God Damned Tragedies: A Conclusion

My wife edits most of my blogs posts. And she’s really good at it. Sometimes there’s tension over what qualifies as proper sentence structure or what is permissible as poetic license and voice. But she is talented and helps my writing be more concise. Any errors you find are probably because I didn’t take her advice.
Once in a while, she’ll ask me about something I’ve written several days after she read it. And those are the days when I feel like I’ve written something intriguing enough because it is still on her mind. I cherish that.
A couple days after she edited my previous post, she asked me how the Cthulhu Mythos ends. “It doesn’t,” I said. “What do you mean it doesn’t end?” “Well, it’s perpetually the present. The mythos is about living in the shadow of impending doom and horror. There’s no end. Just living in fear.” “Well that’s awful.” “Yep.”
My two posts on horror were tricky to write. Some of my readers may have had concerns as I encouraged Christian writers to engage with a genre that can produce some very disturbing material, and it can be overly preoccupied with the power of evil. I am aware, and that is why this series has grown from four parts into six. “Why Christians Should Write Genre Fiction” has turned out to be meatier subject than even I anticipated. If Christians are to write genre fiction, including genres that I haven’t endorsed in this series, what should set their work apart from the rest of the genre they inhabit?
The majority of Christians throughout history have affirmed the coming of an eschaton. From the greek adjective ἔσχᾰτος, meaning last, eschaton refers to the “last day,” or the culmination of the divine plan. As with any doctrine in the Christian tradition, theologians and scholars have asserted different eschatologies (theologies concerning the end times). Despite the differences of opinion, the gist of Christian eschatology is that the course of history is inevitably moving toward’s God’s final purpose, God’s τέλος. Through some mystery, all of the cosmos is recreated and emerges as all that God has desired for it all along. This is epitomized in Revelation 21 where the author writes that “the home of God is among mortals… Death will be no more. Mourning and crying will be no more.” God’s purpose, the eschatological hope of the Jesus story, is that it ends with the happiest of endings.
Our experience on planet Earth does not lend itself to believing in happy endings. When we turn on the news, many stories do not appear to have happy endings. Our world seems to be hurtling at a break-neck pace towards catastrophic tragedy, with pervasive tragedies along the way.
The playwright William Shakespeare was predominantly known for his comedies and for his tragedies. In their classical origins, tragedies ended with death while comedies ended with weddings. What a distinction! Within the realm of classical theater, the wedding is what stands in direct opposition to death. Jesus used wedding imagery frequently in the Gospels to illustrate the eschaton (check out Matthew 22).

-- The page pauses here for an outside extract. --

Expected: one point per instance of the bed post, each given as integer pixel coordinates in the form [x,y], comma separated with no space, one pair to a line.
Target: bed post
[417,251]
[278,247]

To say that the course of history in the Christian Tradition ends as a comedy is to say it ends in a giant wedding celebration. But that is not how we experience our world. We experience tragedy. We experience death in it’s emotional, spiritual, and physical manifestations. Yet, the resurrection of Christ is our glimpse of hope. It is the assurance that the great terror of mysterious death is defeated. The resurrection of Christ reminds us that the eschatological hope is that history ends as a comedy.
So how should Christian authors write? Should we write only happy endings that are void of loss or death? Should we write with a naïvety about our human experience? Not at all. If anything, I worry too many Christians do not take seriously the experience of tragedy in the world. With few exceptions (looking at you, Tolkien), we aren’t inclined to tell stories where evil appears insurmountable. But isn’t that how we experience various seasons of life? Aren’t there periods when the persistence of evil has us believing that history will end in tragedy?
Let’s write that. Write about the bleakest moments of human existence. And then pencil in at least a glimmer of hope. The issue that Christians should take with horror stories (and any story for that matter) isn’t that terror is experienced amidst the story, but that evil is often victorious, or its defeat is tenuous. When we write genre fiction, we should write an ending that is hopeful. Maybe it’s a happy ending that was costly, or maybe there is an ambiguity that shimmers faintly with hope.
In Christ’s life, death, and resurrection, God damned tragedies. God insisted that death and pain would not have the final word. If the eschatological hope that we as Christians cling to, sometimes desperately and foolishly, is that God is writing a comedy, then may we write all genres as comedies. But write them honestly. Write them with all the pain, all the tension, and all the tears, and all the laughter and joy of reality.